We drive for the beauty, but, in honesty, we also drive to put our 3-year-old to sleep. Put him in a bed and he’ll stay awake for hours. Put him in a carseat, no matter the time of day, and he’s snoring within minutes.
A sleep-deprived preschooler isn’t my only frustration. There are also allergies. And asthma, that same nemesis that kept me bed-bound all last winter in Florida.
Nearly every breath I’ve taken in this new place has hurt. The baby doesn’t wake me up at night, but the coughing does. And I wonder, why this serpent in my Eden?
But, if death is a liar, so is trouble of every kind. Sickness, disappointment, difficulty: they all say God is not so good.

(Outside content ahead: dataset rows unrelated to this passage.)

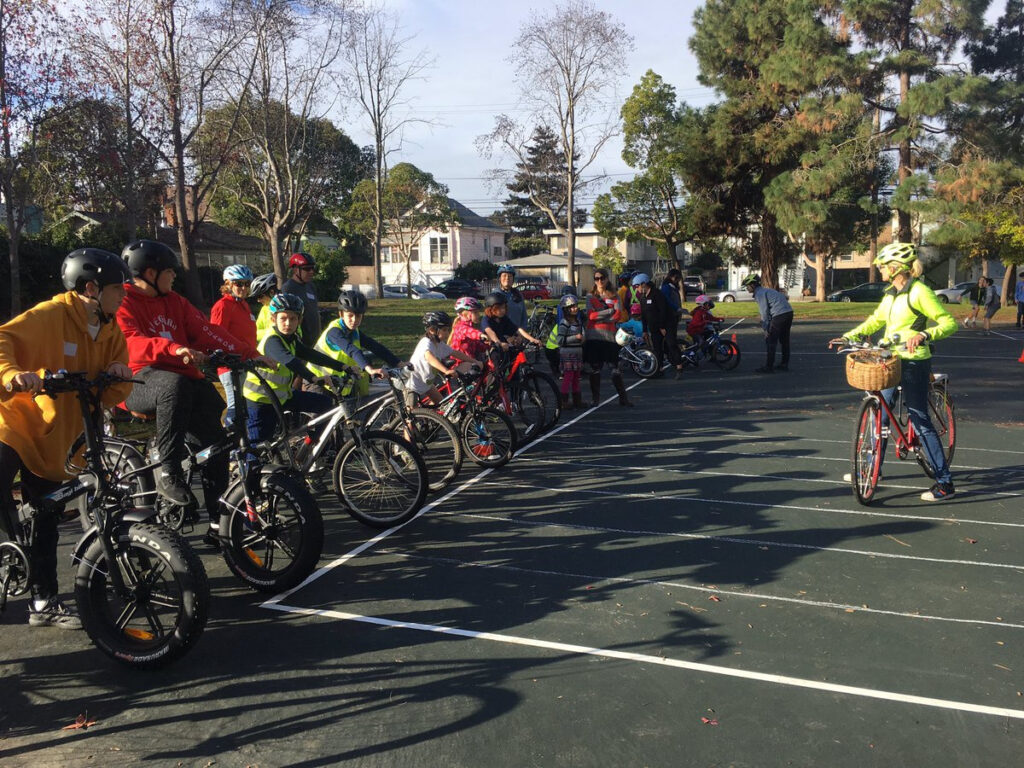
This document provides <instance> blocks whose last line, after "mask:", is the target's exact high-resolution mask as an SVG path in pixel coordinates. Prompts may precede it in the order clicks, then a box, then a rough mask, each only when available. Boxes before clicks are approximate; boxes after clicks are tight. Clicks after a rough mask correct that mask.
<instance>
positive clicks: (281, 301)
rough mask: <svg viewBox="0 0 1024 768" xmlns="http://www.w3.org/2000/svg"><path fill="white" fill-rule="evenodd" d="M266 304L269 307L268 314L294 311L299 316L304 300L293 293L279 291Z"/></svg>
mask: <svg viewBox="0 0 1024 768" xmlns="http://www.w3.org/2000/svg"><path fill="white" fill-rule="evenodd" d="M267 306H268V307H269V309H270V314H276V313H278V312H295V313H297V314H298V315H299V316H300V317H301V316H302V312H303V311H305V308H306V302H304V301H303V300H302V299H301V298H299V297H298V296H296V295H295V294H294V293H279V294H278V295H276V296H274V297H273V298H272V299H270V303H269V304H267Z"/></svg>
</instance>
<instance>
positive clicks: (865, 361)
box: [846, 349, 902, 391]
mask: <svg viewBox="0 0 1024 768" xmlns="http://www.w3.org/2000/svg"><path fill="white" fill-rule="evenodd" d="M883 354H884V353H882V352H879V351H877V350H874V349H865V350H863V351H861V352H851V353H850V354H848V355H847V356H846V380H847V382H849V384H850V386H851V387H853V388H854V389H863V390H867V391H874V390H877V389H889V388H890V387H895V386H896V385H897V384H899V378H900V374H901V373H902V369H901V368H900V361H899V357H896V356H895V355H893V356H883Z"/></svg>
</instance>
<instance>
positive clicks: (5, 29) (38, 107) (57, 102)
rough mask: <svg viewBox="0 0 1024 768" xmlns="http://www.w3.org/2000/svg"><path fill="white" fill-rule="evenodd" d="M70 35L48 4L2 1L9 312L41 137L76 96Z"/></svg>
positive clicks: (2, 132)
mask: <svg viewBox="0 0 1024 768" xmlns="http://www.w3.org/2000/svg"><path fill="white" fill-rule="evenodd" d="M68 37H69V34H68V30H66V29H63V25H62V22H61V19H60V16H59V14H58V13H57V10H56V7H55V6H54V5H53V3H51V2H49V0H37V1H34V2H29V1H28V0H0V193H2V194H3V202H4V205H5V216H4V221H3V224H4V226H6V228H7V238H8V257H9V261H10V311H11V314H12V315H14V314H17V313H18V312H20V311H22V259H20V240H22V232H23V230H24V229H25V226H26V223H27V221H28V218H29V216H30V215H31V213H30V210H29V204H30V199H29V198H30V193H31V189H32V184H33V176H34V174H35V173H36V170H37V168H38V162H37V155H38V152H37V151H38V148H39V140H40V134H41V132H42V131H43V130H44V129H45V125H46V123H47V121H50V120H56V119H59V117H60V114H61V110H62V109H63V108H65V106H66V105H67V104H68V103H70V102H71V101H72V99H73V96H74V94H75V93H77V91H78V83H79V80H78V78H77V77H76V73H75V71H74V68H73V66H72V59H71V57H70V55H69V51H68V49H67V48H65V47H62V46H60V45H54V41H62V40H66V39H68Z"/></svg>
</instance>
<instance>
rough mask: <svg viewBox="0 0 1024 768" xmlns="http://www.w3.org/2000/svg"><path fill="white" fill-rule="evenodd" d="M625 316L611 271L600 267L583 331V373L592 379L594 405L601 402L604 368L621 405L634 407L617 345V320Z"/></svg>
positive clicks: (618, 400) (592, 402)
mask: <svg viewBox="0 0 1024 768" xmlns="http://www.w3.org/2000/svg"><path fill="white" fill-rule="evenodd" d="M621 313H622V304H621V303H620V302H618V294H616V293H615V291H614V289H613V288H612V286H611V281H610V279H609V278H608V270H607V269H605V268H603V267H601V268H598V269H595V270H594V287H593V288H592V289H591V292H590V296H588V297H587V309H586V323H587V329H586V331H585V332H584V342H583V361H584V371H585V372H586V373H587V374H588V376H589V377H590V395H591V404H592V406H594V407H596V406H599V404H600V403H601V369H603V368H604V366H605V365H607V366H608V368H609V369H610V370H611V383H612V385H613V386H614V387H615V391H616V392H617V393H618V404H620V406H626V407H632V406H633V403H632V402H630V398H629V397H628V396H627V395H626V383H625V382H624V381H623V374H622V372H621V371H620V370H618V344H616V343H615V321H616V319H617V318H618V316H620V314H621Z"/></svg>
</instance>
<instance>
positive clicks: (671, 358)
mask: <svg viewBox="0 0 1024 768" xmlns="http://www.w3.org/2000/svg"><path fill="white" fill-rule="evenodd" d="M633 288H634V289H636V292H637V297H638V298H639V299H640V316H641V318H642V319H643V331H644V334H645V335H646V337H647V341H648V343H649V344H650V350H651V351H652V352H653V353H654V357H655V358H656V359H657V362H658V367H660V365H662V359H663V357H664V355H666V354H668V355H669V361H670V362H671V364H672V365H673V366H675V367H676V378H677V379H682V378H683V359H682V357H681V356H680V355H679V339H678V332H679V313H678V312H677V311H676V309H675V308H674V307H673V306H672V305H671V304H670V303H669V300H668V299H666V298H665V294H664V293H663V292H662V291H658V290H656V289H655V288H654V284H653V283H651V280H650V276H649V275H647V274H645V273H644V272H640V273H638V274H636V275H634V276H633ZM677 298H678V294H677ZM658 374H660V371H658Z"/></svg>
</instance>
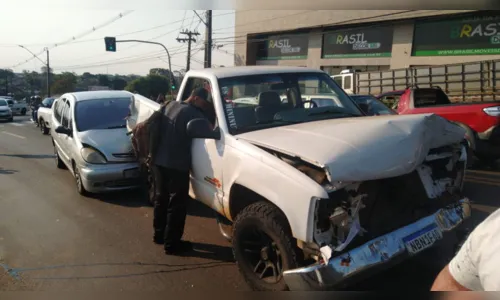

Here is something wonderful about having walked through deserts and having enjoyed the good, green places: Paul’s words in Philippians 4 finally make some sort of sense.
“I know what it is to be in need, and I know what it is to have plenty. I have learned the secret of being content in any and every situation, whether well fed or hungry, whether living in plenty or in want. I can do all this through him who gives me strength.”
He is the secret. Our God of peace.
In the end, it doesn’t really matter if this jar of clay has failing lungs. It is Christ who lives in me. Lives!
And nothing touches me without passing through his hands.
So I can live unafraid. I can live grateful.